Edgewater Elementary School hosted a vocabulary parade at the school on Friday. Each of the 400 students had to independently find an unfamiliar word and then dress in costume to illustrate the meaning. This was the second year that the school held the word parade.
Megan King, fourth-grade teacher at the school who serves on the school’s literacy committee, heard about other schools doing a vocabulary parade and thought that it would be a good alternative to the traditional Halloween parade. She presented the idea to Principal Barry Fader, and he embraced it.
Third-grade teacher Julie Hesenperger, who also serves on the literacy committee, said that she liked the idea because it allowed children to dress up and be creative in their costumes, but gave students an opportunity for independent learning.
According to Julie, the county rule limiting parties to two per year made the group want to find a way for the kids to do something fun but with a purpose.
So about three weeks ago, children were instructed to find an unfamiliar word on their own. Julie said that for her students, it fit nicely since the Rotary Club had recently delivered dictionaries to each and every student as part of their Dictionary Project.
"One of my students came up with the word, ‘ornithologist,’ Julie said. "He had an interesting costume – he used foam core and put moss and grass around it and then put fake birds on. He wore a hard hat and binoculars," Julie said, describing how the student worked to illustrate being a bird scientist.
Not only did the students participate in the parade, but teachers and administrators also dressed up. Principal Fader dressed up as a as a ketchup bottle.

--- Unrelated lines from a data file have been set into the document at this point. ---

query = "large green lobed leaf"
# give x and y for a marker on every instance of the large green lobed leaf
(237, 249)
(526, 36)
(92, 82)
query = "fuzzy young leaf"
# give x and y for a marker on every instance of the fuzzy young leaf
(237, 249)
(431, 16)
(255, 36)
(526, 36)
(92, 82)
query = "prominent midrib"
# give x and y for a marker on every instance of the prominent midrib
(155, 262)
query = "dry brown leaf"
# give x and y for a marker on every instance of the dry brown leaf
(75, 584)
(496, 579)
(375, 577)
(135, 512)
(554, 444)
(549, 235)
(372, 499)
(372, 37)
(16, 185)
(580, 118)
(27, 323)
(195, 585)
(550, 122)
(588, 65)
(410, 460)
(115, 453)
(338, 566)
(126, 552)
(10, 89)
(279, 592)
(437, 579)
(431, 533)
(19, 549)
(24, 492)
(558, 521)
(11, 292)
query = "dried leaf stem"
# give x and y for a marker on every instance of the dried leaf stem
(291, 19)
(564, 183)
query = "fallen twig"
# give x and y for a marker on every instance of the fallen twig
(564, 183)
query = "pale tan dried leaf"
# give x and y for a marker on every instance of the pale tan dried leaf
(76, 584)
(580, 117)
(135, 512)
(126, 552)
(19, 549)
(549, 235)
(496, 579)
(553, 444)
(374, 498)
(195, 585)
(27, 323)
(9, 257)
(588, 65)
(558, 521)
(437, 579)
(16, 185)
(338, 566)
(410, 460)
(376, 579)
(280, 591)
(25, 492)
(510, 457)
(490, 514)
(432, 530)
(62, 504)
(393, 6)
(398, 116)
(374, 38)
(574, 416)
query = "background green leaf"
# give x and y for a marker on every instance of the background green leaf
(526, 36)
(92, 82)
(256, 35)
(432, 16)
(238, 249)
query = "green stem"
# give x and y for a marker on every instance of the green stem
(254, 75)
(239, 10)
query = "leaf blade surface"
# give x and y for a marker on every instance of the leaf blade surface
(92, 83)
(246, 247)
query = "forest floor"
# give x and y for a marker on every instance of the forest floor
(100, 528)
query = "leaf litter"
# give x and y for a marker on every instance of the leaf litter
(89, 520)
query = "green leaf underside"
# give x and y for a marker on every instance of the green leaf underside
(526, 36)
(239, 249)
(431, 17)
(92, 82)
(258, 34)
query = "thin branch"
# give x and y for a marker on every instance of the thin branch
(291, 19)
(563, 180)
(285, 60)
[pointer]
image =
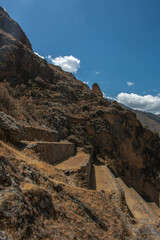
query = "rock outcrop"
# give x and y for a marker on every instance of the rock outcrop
(10, 130)
(42, 201)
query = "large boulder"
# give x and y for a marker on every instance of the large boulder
(10, 130)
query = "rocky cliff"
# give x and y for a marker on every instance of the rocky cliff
(66, 200)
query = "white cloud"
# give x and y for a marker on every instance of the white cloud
(130, 84)
(146, 103)
(96, 73)
(4, 9)
(39, 55)
(104, 95)
(86, 82)
(67, 63)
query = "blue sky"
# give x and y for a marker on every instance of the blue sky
(115, 43)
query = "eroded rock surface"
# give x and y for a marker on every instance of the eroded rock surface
(10, 129)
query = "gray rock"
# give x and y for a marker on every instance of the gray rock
(9, 129)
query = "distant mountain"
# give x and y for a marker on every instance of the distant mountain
(150, 120)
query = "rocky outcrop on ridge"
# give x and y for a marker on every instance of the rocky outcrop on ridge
(10, 130)
(40, 201)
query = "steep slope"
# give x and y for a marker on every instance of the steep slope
(41, 95)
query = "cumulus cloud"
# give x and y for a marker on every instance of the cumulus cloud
(96, 73)
(148, 103)
(67, 63)
(86, 82)
(39, 55)
(130, 84)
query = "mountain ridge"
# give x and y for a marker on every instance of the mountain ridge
(63, 199)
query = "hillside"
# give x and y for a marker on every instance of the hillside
(73, 165)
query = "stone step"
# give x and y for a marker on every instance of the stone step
(139, 208)
(80, 162)
(154, 208)
(103, 180)
(51, 152)
(39, 134)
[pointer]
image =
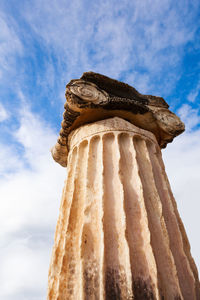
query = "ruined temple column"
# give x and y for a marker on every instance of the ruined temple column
(119, 234)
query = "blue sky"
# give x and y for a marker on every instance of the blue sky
(152, 45)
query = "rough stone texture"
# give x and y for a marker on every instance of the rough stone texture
(97, 97)
(119, 234)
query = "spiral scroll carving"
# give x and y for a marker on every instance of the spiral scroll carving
(88, 92)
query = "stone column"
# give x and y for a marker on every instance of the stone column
(119, 234)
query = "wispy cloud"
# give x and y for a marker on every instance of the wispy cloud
(4, 115)
(190, 116)
(192, 96)
(30, 194)
(42, 47)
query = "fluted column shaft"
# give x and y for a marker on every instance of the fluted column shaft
(119, 234)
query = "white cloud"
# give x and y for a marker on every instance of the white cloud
(190, 116)
(192, 97)
(182, 161)
(3, 113)
(30, 199)
(114, 39)
(10, 44)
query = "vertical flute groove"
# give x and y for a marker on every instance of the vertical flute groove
(71, 265)
(61, 229)
(185, 274)
(119, 235)
(143, 264)
(186, 244)
(114, 226)
(91, 246)
(165, 264)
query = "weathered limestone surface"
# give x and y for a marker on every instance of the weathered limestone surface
(119, 234)
(96, 97)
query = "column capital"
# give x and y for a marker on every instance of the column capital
(95, 97)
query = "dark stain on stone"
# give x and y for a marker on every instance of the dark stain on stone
(121, 89)
(112, 285)
(142, 290)
(116, 285)
(91, 284)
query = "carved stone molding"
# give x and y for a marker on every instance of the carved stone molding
(119, 234)
(95, 97)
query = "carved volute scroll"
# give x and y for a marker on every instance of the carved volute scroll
(119, 235)
(96, 97)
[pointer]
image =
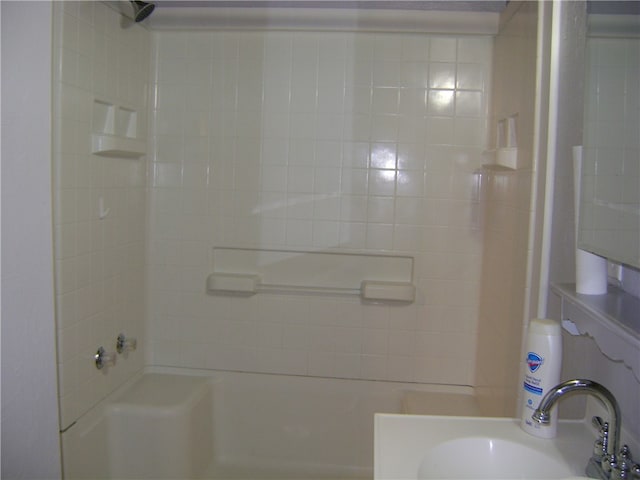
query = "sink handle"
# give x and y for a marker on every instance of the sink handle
(597, 422)
(601, 444)
(627, 469)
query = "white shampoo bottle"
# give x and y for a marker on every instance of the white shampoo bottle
(543, 363)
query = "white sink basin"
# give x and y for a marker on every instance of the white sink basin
(439, 447)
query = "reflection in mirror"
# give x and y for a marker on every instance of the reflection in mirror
(610, 203)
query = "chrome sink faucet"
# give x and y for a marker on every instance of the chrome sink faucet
(609, 461)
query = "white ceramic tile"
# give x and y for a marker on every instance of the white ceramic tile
(327, 143)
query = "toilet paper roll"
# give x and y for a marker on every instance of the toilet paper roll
(591, 273)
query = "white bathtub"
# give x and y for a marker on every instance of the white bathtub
(177, 423)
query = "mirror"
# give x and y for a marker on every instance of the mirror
(610, 199)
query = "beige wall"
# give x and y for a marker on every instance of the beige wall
(507, 210)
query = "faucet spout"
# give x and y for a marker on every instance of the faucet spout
(542, 414)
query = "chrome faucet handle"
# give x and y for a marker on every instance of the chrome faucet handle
(124, 344)
(601, 444)
(626, 470)
(103, 359)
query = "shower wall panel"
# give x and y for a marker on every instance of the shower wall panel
(99, 260)
(318, 141)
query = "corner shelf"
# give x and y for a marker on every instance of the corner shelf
(116, 146)
(115, 131)
(611, 319)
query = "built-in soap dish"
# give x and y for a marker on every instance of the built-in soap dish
(115, 131)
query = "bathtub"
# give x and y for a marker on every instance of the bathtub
(183, 423)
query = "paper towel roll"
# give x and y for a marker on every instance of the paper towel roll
(591, 270)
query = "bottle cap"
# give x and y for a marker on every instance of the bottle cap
(545, 326)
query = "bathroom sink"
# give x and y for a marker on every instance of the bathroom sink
(439, 447)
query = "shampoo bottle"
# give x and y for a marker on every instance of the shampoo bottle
(543, 363)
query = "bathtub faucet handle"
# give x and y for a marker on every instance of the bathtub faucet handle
(103, 359)
(124, 344)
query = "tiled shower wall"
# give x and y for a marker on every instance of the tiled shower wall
(99, 263)
(318, 141)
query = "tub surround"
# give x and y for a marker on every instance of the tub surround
(100, 88)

Julie dressed as the word ‘abundance,’ by using pictures of hot dog buns and a dancer, phonetically sounding out, ‘a- bun-dance.’
Upon returning to the classroom, each student told their classmates the definition of the word, and any synonyms or antonyms that they could find.
At Davidsonville Elementary School on Monday children in kindergarten through third grade were invited to attend a free reading night hosted entirely by school staff.
The event was funded by a grant from Target stores, which the school won after second-grade teacher Megan Kinner wrote a proposal last May. The grant was for $2,000.
Megan said that one of the biggest issues for students is encouraging them to read every night throughout the school year.
‘We want to bring a love of reading, and reading aloud, and we wanted to find a way to encourage that,’ Megan said.
While Megan had to think through and map out the Reading Night plan for the purpose of the proposal, winning the grant meant that she needed to put those words into action. When she found out in August that she had won the grant, she began to put the evening’s activities together.
Working with her colleagues Lori Balzano and Stacy Taylor, both second-grade teachers, they got books and crafts and made arrangements for special guest readers.
At the Monday event, they had over 100 children and their parents show up. The event centered around a baseball theme to coincide with the World Series. They had three stations: first base, second base and third base as well as a beginning and ending assembly where everyone gathered together. Students rotated among the stations.
At first base, parents were given tips for reading to their children, like finding a comfortable space with easy access to books, pointing to words as you read aloud to your child, alternating reading pages of the book and engaging in a dialogue with your child about the story. Then parents and children scattered around the gymnasium to read to each other.
At second base, Principal Jean Marie Hofstadter read a story to students.
At third base, students had refreshments and got a craft.
Every 20 minutes the organizers told the students to rotate to the next station. Amy Swank came with her two children, Colton, 5, and Tory, 7.
‘If you develop a love of reading, there’s nothing you can’t do,’ she said as she worked on the craft with her two kids.